The only problem is that some of their products are far from cheap, currently the Companies web site has a 65” 4K Blaupunkt TV listed at $999 that includes Netflix despite this TV brand not being listed as an approved TV brand on the Netflix web site.
A similar TCL manufactured 65” Ffalcon TV being sold at JB Hi Fi is listed at $598 some $400 more expensive than the Cheap as Chips Blaupunkt TV.
Despite listing a Mobile phone category there are no mobile phones listed.
Several other electrical categories on the Cheap as Chips web site are devoid of stock listings.
According to Cheap as Chips’ website, the company has over 42 stores in South Australia, regional Victoria and New South Wales and employs over 800 people.
A search of products listed on the web site reveals that a lot of the products listed are not available at their retail locations.
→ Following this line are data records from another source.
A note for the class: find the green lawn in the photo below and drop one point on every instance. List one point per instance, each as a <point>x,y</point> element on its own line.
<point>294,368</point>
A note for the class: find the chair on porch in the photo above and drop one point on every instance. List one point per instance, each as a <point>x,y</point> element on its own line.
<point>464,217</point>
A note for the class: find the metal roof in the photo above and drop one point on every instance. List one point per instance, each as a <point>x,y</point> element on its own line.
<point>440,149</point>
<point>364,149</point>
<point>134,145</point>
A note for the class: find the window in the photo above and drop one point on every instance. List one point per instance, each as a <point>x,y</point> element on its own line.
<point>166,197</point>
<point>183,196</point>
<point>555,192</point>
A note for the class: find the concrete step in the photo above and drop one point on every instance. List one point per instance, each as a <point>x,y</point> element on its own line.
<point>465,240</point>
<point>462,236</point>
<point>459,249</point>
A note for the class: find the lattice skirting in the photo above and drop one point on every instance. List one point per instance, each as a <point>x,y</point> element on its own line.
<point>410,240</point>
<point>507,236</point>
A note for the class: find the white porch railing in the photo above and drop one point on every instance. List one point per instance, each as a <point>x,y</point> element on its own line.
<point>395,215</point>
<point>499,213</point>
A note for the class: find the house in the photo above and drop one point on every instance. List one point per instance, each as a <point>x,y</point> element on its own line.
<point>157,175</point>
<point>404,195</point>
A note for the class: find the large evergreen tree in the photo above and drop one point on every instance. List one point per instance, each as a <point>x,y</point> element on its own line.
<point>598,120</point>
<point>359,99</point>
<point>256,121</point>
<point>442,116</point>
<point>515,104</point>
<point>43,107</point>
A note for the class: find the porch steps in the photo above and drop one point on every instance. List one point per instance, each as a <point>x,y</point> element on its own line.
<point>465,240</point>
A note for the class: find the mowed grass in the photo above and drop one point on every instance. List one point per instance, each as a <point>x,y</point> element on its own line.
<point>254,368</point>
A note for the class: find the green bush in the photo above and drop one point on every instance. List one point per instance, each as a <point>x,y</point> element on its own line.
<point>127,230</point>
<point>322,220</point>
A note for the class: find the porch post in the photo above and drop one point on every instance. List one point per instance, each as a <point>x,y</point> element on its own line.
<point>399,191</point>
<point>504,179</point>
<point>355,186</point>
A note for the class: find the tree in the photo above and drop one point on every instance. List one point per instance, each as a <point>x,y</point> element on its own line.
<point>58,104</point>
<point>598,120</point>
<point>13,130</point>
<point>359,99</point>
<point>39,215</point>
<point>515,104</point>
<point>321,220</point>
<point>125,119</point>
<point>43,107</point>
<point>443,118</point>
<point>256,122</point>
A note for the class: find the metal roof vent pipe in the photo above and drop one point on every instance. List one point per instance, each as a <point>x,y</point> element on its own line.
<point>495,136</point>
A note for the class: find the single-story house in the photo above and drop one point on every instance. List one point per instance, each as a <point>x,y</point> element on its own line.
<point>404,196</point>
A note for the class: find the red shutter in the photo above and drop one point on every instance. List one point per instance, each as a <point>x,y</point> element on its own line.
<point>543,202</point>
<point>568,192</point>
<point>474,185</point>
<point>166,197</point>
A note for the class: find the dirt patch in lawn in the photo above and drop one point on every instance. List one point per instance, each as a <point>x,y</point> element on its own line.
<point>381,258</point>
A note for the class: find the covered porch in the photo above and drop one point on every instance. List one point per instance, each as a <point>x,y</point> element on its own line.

The $999 Blaupunkt TV which mentions 4K twice in the headline, is not available at any of the Cheap as Chips South Australian stores one store in Queensland and no stores in New South Wales.
Abboud joins the business from Kidstuff, where he served as CEO for less than six months.
On the 8th of March Aboud will face allegations in the NSW Supreme Court Equity Division that he and other directors at Dick Smith overstated the value of inventory and stock on the DSH’s balance sheet, overstating the reported rate and amount of gross profit and net profit and overstating reported shareholders’ equity.